偶然立ち寄ったお店の張り紙で、ずっと迷子になっていた飼い猫が無事に戻ってきたとの報告がしてあって、思わず声を上げた。
色んなお店で見かけていた茶虎の男の子のチラシで、最近見ないと思っていたのだ。
なんと7カ月ぶりに8キロも離れた車通りの多い場所でこの冬を乗り越えて元気に戻ってきたとのこと。
張り紙によると、失踪時よりも太っていたらしく、近隣住民の方のサポートがあって無事に入れたのだろうと書かれていた。
とても長い張り紙のメッセージに、見つかった喜びと、二度とこのようなことを起こさないという強い決意が感じさせられる。
戻ってきた猫ちゃんも元気そうで本当に良かった。
失踪チラシを見るたびに、手書きで「〇〇付近で見つかったという情報がありました」などとメッセージが追加されていて、どれほど心配されていたのかが分かる。
私も、今飼っている猫を一度脱走させてしまって、近所のおうちすべてにお願いをして、庭の中を捜索させてもらった経験がある。
ペット探偵で有名な方に依頼しようとしたとき、予約がいっぱいでお願いできず、絶望していた時に、その方がわざわざ捜索方法の資料を送ってくださったのだ。
そのやり方が、チラシ配りと、早い段階でのローラー作戦。
散々大声で名前を呼びながら、近所中を探し歩いてた時、私の声をかき消す鳴き声が聞こえてきた。
鳴き声がなければ間違いなく分からなかった民家の軒下に積み重ねられた鉢植えの後ろ側の小さなスキマに縮こまっていたのだ。
声はするけど、姿が一切見えない。
まさかこんなところに、というところから、壁の中から声が聞こえるのかと思ったほど。
あの時は本当に泣いた。
家の前は車道で、見たことがない外に初めて出て、怖くて帰れなくなって隠れていたのに、私の声に反応して鳴き返してくれた。
(家の中ではほとんど鳴かないのに)
ペット探偵の方や気持ちよく庭に入れてくれたご近所の方たち、チラシの掲示を引き受けてくれたお店の方たち。
人々の優しさにも本当に感動した。
その日の夜に見つかって、翌朝、お願いした各所に報告とお礼に行ったら、皆さん喜んでくれたのも思い出深い。

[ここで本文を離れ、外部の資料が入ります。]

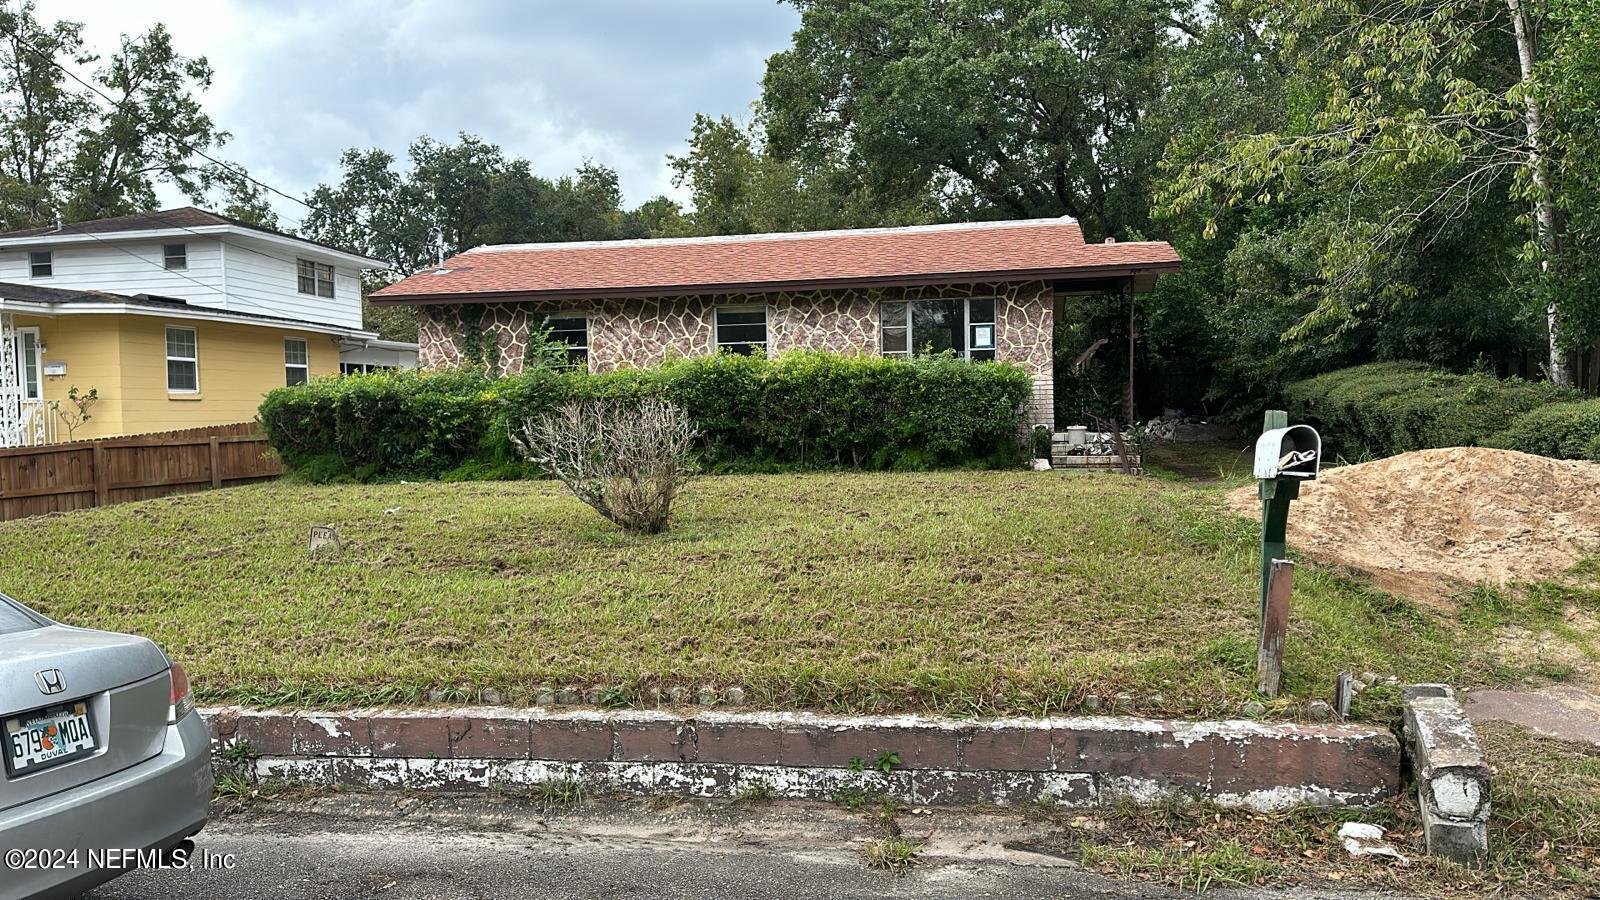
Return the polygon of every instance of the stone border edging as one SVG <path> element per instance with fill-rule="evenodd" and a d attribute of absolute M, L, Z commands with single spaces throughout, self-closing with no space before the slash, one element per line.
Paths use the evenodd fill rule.
<path fill-rule="evenodd" d="M 369 787 L 574 777 L 698 797 L 765 782 L 790 798 L 862 789 L 923 804 L 1193 797 L 1257 809 L 1365 805 L 1399 790 L 1399 742 L 1358 725 L 506 707 L 204 712 L 219 756 L 238 759 L 227 748 L 248 745 L 256 778 Z M 887 754 L 898 763 L 877 771 Z"/>

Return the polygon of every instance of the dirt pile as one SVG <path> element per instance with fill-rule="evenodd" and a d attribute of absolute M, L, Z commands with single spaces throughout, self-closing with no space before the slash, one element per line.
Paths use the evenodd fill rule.
<path fill-rule="evenodd" d="M 1254 487 L 1228 501 L 1261 515 Z M 1600 550 L 1600 465 L 1452 447 L 1326 470 L 1290 507 L 1289 543 L 1419 599 L 1549 577 Z"/>

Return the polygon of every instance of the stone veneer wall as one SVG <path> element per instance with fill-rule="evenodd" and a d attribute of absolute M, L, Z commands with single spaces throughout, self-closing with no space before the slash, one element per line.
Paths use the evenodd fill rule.
<path fill-rule="evenodd" d="M 945 297 L 996 298 L 995 356 L 1033 376 L 1029 424 L 1053 424 L 1054 298 L 1050 285 L 1042 281 L 491 303 L 483 307 L 479 328 L 485 347 L 498 348 L 500 370 L 511 374 L 522 371 L 528 330 L 534 323 L 546 315 L 581 313 L 589 320 L 589 368 L 607 372 L 653 366 L 672 356 L 710 353 L 718 306 L 765 304 L 768 347 L 773 353 L 810 348 L 875 354 L 880 304 Z M 417 308 L 418 362 L 423 368 L 463 362 L 462 309 L 453 304 Z"/>

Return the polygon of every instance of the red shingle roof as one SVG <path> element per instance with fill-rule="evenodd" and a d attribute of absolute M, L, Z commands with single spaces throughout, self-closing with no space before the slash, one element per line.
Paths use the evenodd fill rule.
<path fill-rule="evenodd" d="M 375 292 L 380 302 L 615 297 L 1172 272 L 1163 241 L 1085 244 L 1071 219 L 480 247 Z"/>

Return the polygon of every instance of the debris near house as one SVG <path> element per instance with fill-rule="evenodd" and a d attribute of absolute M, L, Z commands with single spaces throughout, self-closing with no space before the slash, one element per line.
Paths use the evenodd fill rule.
<path fill-rule="evenodd" d="M 1228 495 L 1259 516 L 1254 487 Z M 1289 541 L 1419 600 L 1459 582 L 1546 577 L 1600 533 L 1600 465 L 1514 450 L 1452 447 L 1324 470 L 1303 486 Z"/>
<path fill-rule="evenodd" d="M 1339 840 L 1344 844 L 1345 852 L 1351 856 L 1386 856 L 1397 860 L 1402 866 L 1411 863 L 1405 854 L 1384 840 L 1383 829 L 1377 825 L 1346 822 L 1339 826 Z"/>
<path fill-rule="evenodd" d="M 1088 425 L 1072 425 L 1051 437 L 1050 465 L 1069 472 L 1144 473 L 1132 435 Z"/>
<path fill-rule="evenodd" d="M 1144 436 L 1155 443 L 1212 444 L 1235 440 L 1239 429 L 1169 409 L 1144 423 Z"/>

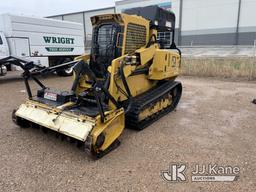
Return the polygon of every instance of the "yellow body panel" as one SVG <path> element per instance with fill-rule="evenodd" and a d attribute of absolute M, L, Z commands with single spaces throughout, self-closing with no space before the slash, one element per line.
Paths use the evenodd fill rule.
<path fill-rule="evenodd" d="M 151 45 L 149 48 L 141 48 L 136 51 L 140 55 L 140 64 L 145 65 L 155 56 L 155 52 L 158 49 L 158 45 Z"/>
<path fill-rule="evenodd" d="M 153 64 L 149 69 L 149 79 L 162 80 L 177 77 L 180 72 L 180 55 L 175 51 L 156 50 Z"/>
<path fill-rule="evenodd" d="M 75 79 L 75 73 L 74 73 L 74 79 Z M 87 89 L 90 89 L 91 88 L 91 84 L 89 83 L 86 83 L 86 81 L 88 80 L 88 77 L 87 76 L 82 76 L 80 81 L 79 81 L 79 84 L 78 84 L 78 87 L 77 87 L 77 90 L 76 90 L 76 94 L 78 95 L 79 93 L 83 92 L 84 90 L 87 90 Z"/>
<path fill-rule="evenodd" d="M 125 117 L 123 109 L 117 110 L 112 113 L 112 118 L 102 123 L 98 122 L 97 126 L 92 130 L 91 136 L 93 138 L 93 146 L 95 146 L 98 136 L 103 133 L 105 136 L 105 142 L 99 149 L 104 151 L 107 149 L 123 132 L 125 124 Z"/>
<path fill-rule="evenodd" d="M 89 59 L 90 59 L 90 54 L 84 54 L 84 55 L 76 57 L 74 60 L 75 61 L 83 60 L 84 62 L 88 62 Z"/>
<path fill-rule="evenodd" d="M 125 26 L 124 39 L 127 39 L 128 24 L 131 23 L 131 24 L 135 24 L 135 25 L 144 26 L 146 28 L 146 34 L 145 34 L 146 36 L 144 38 L 145 38 L 145 42 L 148 42 L 148 40 L 149 40 L 149 20 L 144 19 L 140 16 L 126 15 L 126 14 L 122 14 L 122 18 L 123 18 L 123 24 Z M 132 37 L 130 37 L 130 38 L 132 38 Z M 124 41 L 124 43 L 123 43 L 122 55 L 125 55 L 127 53 L 127 51 L 125 49 L 126 43 L 127 43 L 127 41 Z M 146 44 L 145 44 L 145 46 L 146 46 Z"/>
<path fill-rule="evenodd" d="M 153 86 L 155 86 L 156 82 L 151 81 L 150 79 L 147 78 L 146 75 L 136 75 L 136 76 L 129 76 L 127 78 L 127 83 L 130 88 L 131 94 L 133 97 L 136 97 L 142 93 L 145 93 L 149 89 L 151 89 Z M 117 84 L 120 86 L 121 89 L 124 89 L 122 81 L 119 79 L 117 81 Z M 125 101 L 127 100 L 127 97 L 118 92 L 118 101 Z"/>
<path fill-rule="evenodd" d="M 112 65 L 109 68 L 111 71 L 111 79 L 110 79 L 110 86 L 109 86 L 109 93 L 117 100 L 117 101 L 124 101 L 127 97 L 120 92 L 118 87 L 125 91 L 124 85 L 118 76 L 118 69 L 120 68 L 121 63 L 124 61 L 125 56 L 117 58 L 112 61 Z M 131 67 L 130 65 L 126 66 L 129 70 L 126 71 L 126 76 L 129 76 L 135 68 Z M 145 91 L 151 89 L 156 82 L 151 81 L 147 78 L 146 75 L 136 75 L 136 76 L 129 76 L 127 77 L 127 83 L 129 85 L 131 94 L 133 97 L 144 93 Z M 110 103 L 111 106 L 113 106 Z"/>

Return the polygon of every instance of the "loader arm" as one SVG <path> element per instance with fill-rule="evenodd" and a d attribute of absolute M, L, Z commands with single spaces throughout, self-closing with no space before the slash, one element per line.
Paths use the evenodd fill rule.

私の場合は、本当に運がよく、当日朝から夜までの捜索で見つけることができた。
でも、7カ月もあきらめずに探し続けられたご家族の気持ちを思うと、しかも、同じ茶虎の姿を見ると、他人事でなく。
本当に良かった。
猫ちゃんもご家族も辛かったろうに。
猫ちゃんはどうか、辛かった日々は忘れて、家猫として生涯楽しく幸せに暮らしてほしい。
うちも、脱走だけは、二度とさせたくない。
あんな思いはしたくなし、猫たちにもさせたくないから。